Nel corso del X secolo i Normanni cominciarono a stabilire sedi fisse nei territori che avevano invaso e avviarono i primi contatti commerciali con le popolazioni locali e confinanti, finché i proventi delle attività mercantili sostituirono le razzie come loro principale fonte di reddito. Approfittando delle lotte dinastiche scatenatesi in seguito alla dissoluzione dell’impero carolingio, i Normanni si stanziarono stabilmente nel Nord della Francia, nel territorio che sarebbe stato denominato Normandia. Qui instaurarono legami feudali e vassallatici con i Franchi e, nel X secolo, furono assoggettati dal nuovo regno di Francia fondato dalla dinastia dei Capetingi. Nel frattempo, fin dal IX secolo, i Normanni svedesi, che definivano se stessi Rus (da cui è derivato il nome “Russia”), avevano occupato gran parte dell’Europa orientale, dove fondarono il principato di Kiev.
L’espansione degli “uomini del Nord”, però, non riguardò soltanto la parte settentrionale del continente europeo, giacché essi giunsero a occupare anche ampi territori dell’Italia meridionale: sotto la guida di Roberto il Guiscardo, riuscirono a strappare la Calabria ai Bizantini e a conquistare la Sicilia, dove sbarcarono dapprima a Messina (nel 1061), poi a Palermo (conquistata nel 1072), ponendo fine al dominio dei Saraceni. Proprio Palermo fu scelta come capitale di un loro Stato, che nel corso dell’XI secolo divenne solido e fiorente.

I pirati saraceni

Mentre l’Europa settentrionale era colpita dalle invasioni normanne, le coste della Francia meridionale e dell’Italia costituivano i principali obiettivi delle incursioni di stampo piratesco degli Arabi musulmani che si erano stanziati in Africa settentrionale e che, nel corso del IX secolo, avevano conquistato ampie zone della Corsica, della Sardegna, delle Baleari, della Puglia e della Sicilia.

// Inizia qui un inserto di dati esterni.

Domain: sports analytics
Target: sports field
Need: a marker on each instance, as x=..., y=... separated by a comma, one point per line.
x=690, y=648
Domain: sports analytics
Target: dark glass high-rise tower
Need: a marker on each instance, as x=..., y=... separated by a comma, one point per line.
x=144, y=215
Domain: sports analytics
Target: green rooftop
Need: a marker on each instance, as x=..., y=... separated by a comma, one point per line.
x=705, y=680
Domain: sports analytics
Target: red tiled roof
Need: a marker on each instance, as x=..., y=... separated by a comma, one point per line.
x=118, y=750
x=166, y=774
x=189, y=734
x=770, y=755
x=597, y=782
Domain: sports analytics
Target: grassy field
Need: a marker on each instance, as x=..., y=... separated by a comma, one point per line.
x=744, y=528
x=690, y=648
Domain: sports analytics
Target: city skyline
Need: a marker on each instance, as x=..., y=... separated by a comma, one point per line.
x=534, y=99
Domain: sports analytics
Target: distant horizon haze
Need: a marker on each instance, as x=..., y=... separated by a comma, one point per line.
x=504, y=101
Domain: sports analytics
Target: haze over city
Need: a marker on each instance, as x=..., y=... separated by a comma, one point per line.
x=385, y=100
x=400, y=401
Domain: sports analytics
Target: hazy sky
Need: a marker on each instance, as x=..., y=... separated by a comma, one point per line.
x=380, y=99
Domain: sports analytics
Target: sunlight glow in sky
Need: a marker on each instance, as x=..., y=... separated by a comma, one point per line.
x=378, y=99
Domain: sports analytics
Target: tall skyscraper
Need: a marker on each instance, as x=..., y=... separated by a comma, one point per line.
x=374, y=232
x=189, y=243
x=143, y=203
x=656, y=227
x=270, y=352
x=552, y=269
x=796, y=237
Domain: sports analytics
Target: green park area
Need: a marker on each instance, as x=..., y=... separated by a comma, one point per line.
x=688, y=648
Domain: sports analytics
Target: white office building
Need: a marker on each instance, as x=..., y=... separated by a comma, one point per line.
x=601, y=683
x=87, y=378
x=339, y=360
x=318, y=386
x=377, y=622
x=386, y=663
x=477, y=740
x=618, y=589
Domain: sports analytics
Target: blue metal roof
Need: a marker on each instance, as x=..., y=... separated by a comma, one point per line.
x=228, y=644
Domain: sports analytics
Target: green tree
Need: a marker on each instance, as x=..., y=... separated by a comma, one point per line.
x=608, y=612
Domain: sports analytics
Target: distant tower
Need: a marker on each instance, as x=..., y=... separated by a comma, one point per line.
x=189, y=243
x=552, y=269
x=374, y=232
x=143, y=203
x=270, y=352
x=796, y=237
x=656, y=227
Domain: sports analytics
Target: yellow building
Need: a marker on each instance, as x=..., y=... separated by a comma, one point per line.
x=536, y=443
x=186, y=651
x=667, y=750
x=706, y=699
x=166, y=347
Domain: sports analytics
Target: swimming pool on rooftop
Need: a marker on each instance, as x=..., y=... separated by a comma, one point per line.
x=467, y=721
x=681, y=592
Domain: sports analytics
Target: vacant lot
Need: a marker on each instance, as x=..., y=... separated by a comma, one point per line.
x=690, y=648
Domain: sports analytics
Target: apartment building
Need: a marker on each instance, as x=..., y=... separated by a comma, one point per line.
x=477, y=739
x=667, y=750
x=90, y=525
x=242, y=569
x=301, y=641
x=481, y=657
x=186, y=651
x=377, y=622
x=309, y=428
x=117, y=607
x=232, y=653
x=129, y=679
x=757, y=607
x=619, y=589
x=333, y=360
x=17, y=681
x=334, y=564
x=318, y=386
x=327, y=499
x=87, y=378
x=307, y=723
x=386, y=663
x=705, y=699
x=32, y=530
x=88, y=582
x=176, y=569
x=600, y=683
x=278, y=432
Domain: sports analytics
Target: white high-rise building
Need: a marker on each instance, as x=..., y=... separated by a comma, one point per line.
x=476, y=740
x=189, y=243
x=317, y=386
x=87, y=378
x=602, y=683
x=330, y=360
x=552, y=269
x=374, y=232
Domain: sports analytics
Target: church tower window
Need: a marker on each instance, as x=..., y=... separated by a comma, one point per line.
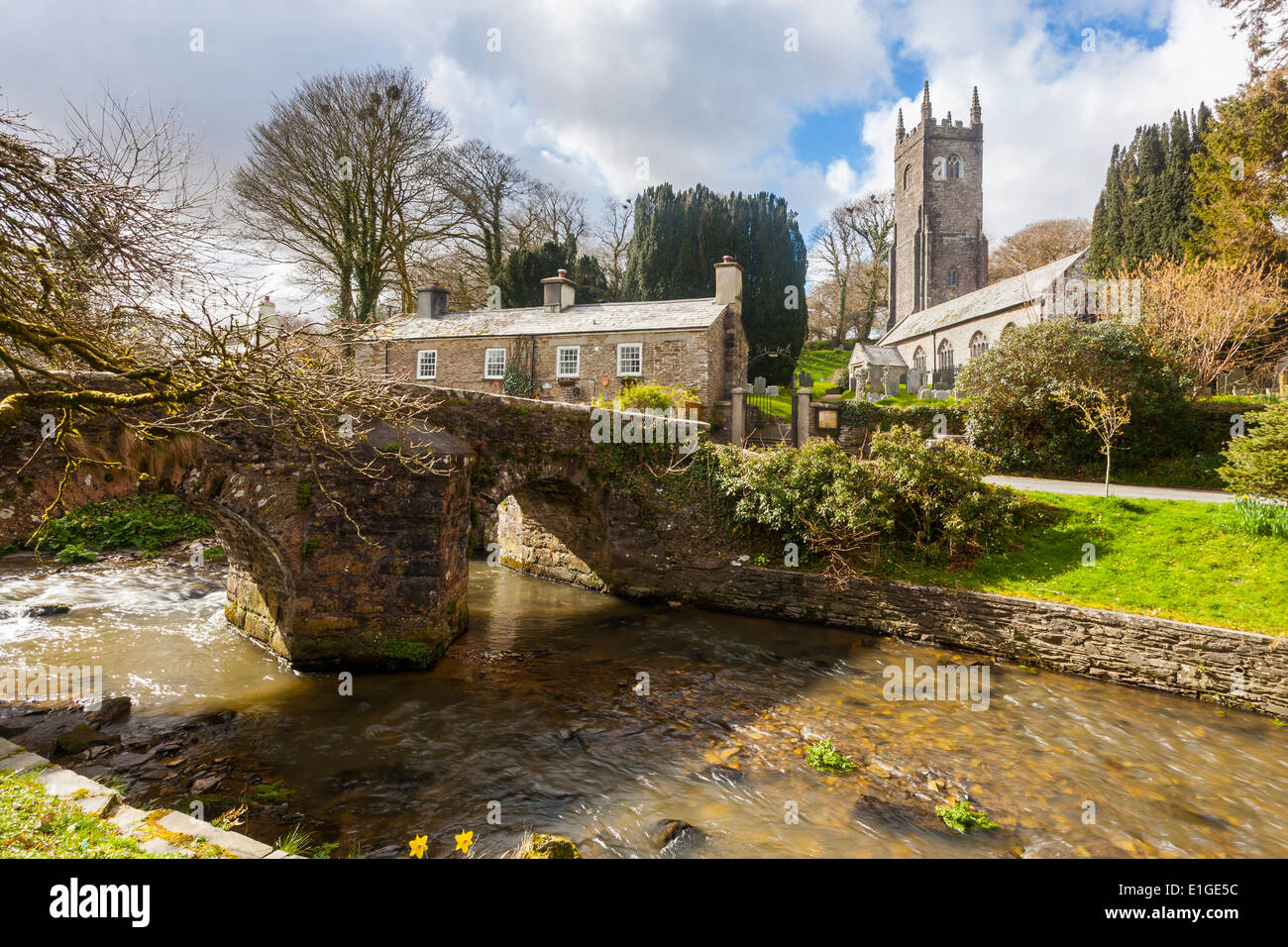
x=945, y=356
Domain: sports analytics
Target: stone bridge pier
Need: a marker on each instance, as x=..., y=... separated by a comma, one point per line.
x=336, y=569
x=327, y=567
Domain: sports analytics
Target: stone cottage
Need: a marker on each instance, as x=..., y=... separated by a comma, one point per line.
x=572, y=352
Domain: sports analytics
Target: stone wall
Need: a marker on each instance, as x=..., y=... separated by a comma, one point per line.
x=683, y=557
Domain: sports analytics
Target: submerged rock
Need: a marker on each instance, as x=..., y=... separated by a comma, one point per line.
x=44, y=611
x=548, y=847
x=81, y=737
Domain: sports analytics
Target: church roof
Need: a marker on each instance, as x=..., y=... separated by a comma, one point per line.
x=1005, y=294
x=576, y=320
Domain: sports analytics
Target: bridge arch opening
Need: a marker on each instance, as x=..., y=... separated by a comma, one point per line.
x=261, y=583
x=553, y=530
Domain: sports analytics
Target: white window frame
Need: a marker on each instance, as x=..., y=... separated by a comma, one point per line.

Sebbene giungessero dal Nord Africa, i pirati arabi erano chiamati dalle popolazioni cristiane del continente Saraceni, nome che si ipotizza possa derivare dall’arabo sarqiyunn (“provenienti da Oriente”) grecizzato dai Bizantini in Sarakénoi, termine con cui venivano indicate le tribù stanziate nella parte settentrionale della penisola araba. Le loro incursioni provocarono, soprattutto in Provenza, la distruzione di molte città, indifese per l’incuria in cui erano state lasciate le fortificazioni urbane dopo la fine dell’impero romano.

Gli Arabi nella penisola iberica e nel sud di quella italica

La presenza araba nell’Europa occidentale non fu comunque caratterizzata soltanto dalle incursioni e dalle razzie. Nella parte meridionale della penisola italica, in Sicilia e nella penisola iberica, infatti, i musulmani diedero vita a insediamenti e organismi statali che furono protagonisti di una grande fioritura culturale. In particolare, il califfato omayyade sviluppatosi, a partire dall’VIII secolo, in Spagna, con capitale Cordova, rappresentò a lungo un avamposto arabo nel cuore del continente europeo e minacciò la pur solida marca Hispanica creata dai Carolingi, una barriera contro l’espansione araba in Europa.
Le razzie dei Saraceni nel Mediterraneo, in compenso, favorirono l’espansione commerciale dei Normanni: lungo le nuove vie di comunicazione di terra aperte attraverso i principati russi, infatti, giungevano nel Nord Europa le spezie e gli altri prodotti preziosi che i mercanti bizantini non erano più in grado di trasportare in un Mediterraneo dominato dai pirati saraceni.